I find this notion of a circuit, driven by a Master file, useful. If you find you can’t draw it that tells you something in itself. I’m sure it’s not the only bulk processing pattern, but it’s a very common one.2

(It would be difficult to attach timings to the activities in the loop. A reasonable stab could be made, under some circumstances, at the data set accesses’ proportions of the overall run time using SMF 42 Subtype 6 records.)3

This is only an example but it illustrates some issues that cloning needs to resolve:

  • The Master file needs to somehow be split into 10.
  • The ten sub-reports need to be reworked to produce a coherent and correct final report.

We could talk about resolutions of these – and I probably will in Part 4 – but the important thing is to acknowledge these are issues that have to be addressed.

Resources

If you’re going to run more jobs in parallel you could easily “spike up” resource usage, most notably CPU consumption. Memory use might increase also, though some usage patterns (such as DB2) tend to have a noticeable memory impact. I/O bandwidth and initiators are two more things to think about. In the I/O case it could be seen as a case of this. In any case, we know how to monitor resource usage, don’t we?

Handling Inter-Clone Cross Talk

While logically it might be easy to clone a job, things like locking can make it really difficult.

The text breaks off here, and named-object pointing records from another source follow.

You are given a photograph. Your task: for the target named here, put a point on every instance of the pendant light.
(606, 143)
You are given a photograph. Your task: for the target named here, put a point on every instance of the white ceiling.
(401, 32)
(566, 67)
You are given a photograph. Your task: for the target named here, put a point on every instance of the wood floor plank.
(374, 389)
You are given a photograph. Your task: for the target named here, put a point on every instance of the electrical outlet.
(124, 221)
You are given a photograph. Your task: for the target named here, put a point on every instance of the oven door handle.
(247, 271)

For example, in (a modified version of) the case above, File A and File B might be updated. These updates might be one per record in the Master file, or just at the end. In either case cloning would introduce some locking issues. It might be possible to resolve these issues – perhaps through partitioning.

Even in the unmodified version clones reading from File A and File B might create I/O bottlenecks. In the DB2 case you’d hope this would have a happy ending.

Scheduling

If you’re going to run multiple copies of a job in parallel you need to adjust the schedule.

There are design decisions like whether you keep clones in lockstep:

Consider this example: Suppose you have a pair of cloned streams – consisting of A0, B0 and C0 in Stream 0 and A1, B1 and C1 in Stream 1. Each Bn logically follows its corresponding An and each Cn follows the corresponding Bn, based on data flows.

  • If you release B0 and B1 only when both An jobs have completed it’s more controlled but probably takes longer.
  • If you release each Bn when the corresponding An completes its’ less controlled but probably takes less time.

The term “Recovery Boundary” is probably useful here as recovering from job failures is the thing that makes the complexity introduced by cloning really matter.

I advocate cloning in powers of two: 2-up then 4-up then 8-up, and so on. A modification to this is 3-up, then 6-up, then 12-up – which has a fairly obvious appeal, when you consider typical data sets.

Automating cloning is a useful aim, whether you want to “dynamically” partition the work or just want to be able to move from, say, 4 streams to 8 without too much trouble. I put the word “dynamically” in quotes as realistically the latest you could decide on the number of clone streams is just before you kick them off. In reality it’s probably much earlier than that.

So you need to solve the problem of how you might do this: The first step would be to decide what’s realistic. The second would be to decide what’s needed.



In this post I’ve highlighted some of the issues – mainly for cloning. They’re not terribly different from this you’d encounter if you were pursuing homogeneous parallelism (which you may also need to do). Part 4 will round out the series with some thoughts on implementation.


1 Made with Diagrammix for Mac. I like this particular style, untidy thought it may be. A nice demo is here.

2 There probably are formal diagrams of this type, probably with the letters “UML” attached to them. I don’t claim to be the kind of person who would use one. I just think teasing out the circuit like this is helpful for cloning. It’s the circuit itself I’m attached to.

3 Quite apart from the incompleteness of this approach there are issues with overlap between the data sets (and with CPU). A discussion of double buffering, access methods and I/O scheduling is well beyond the scope of this post.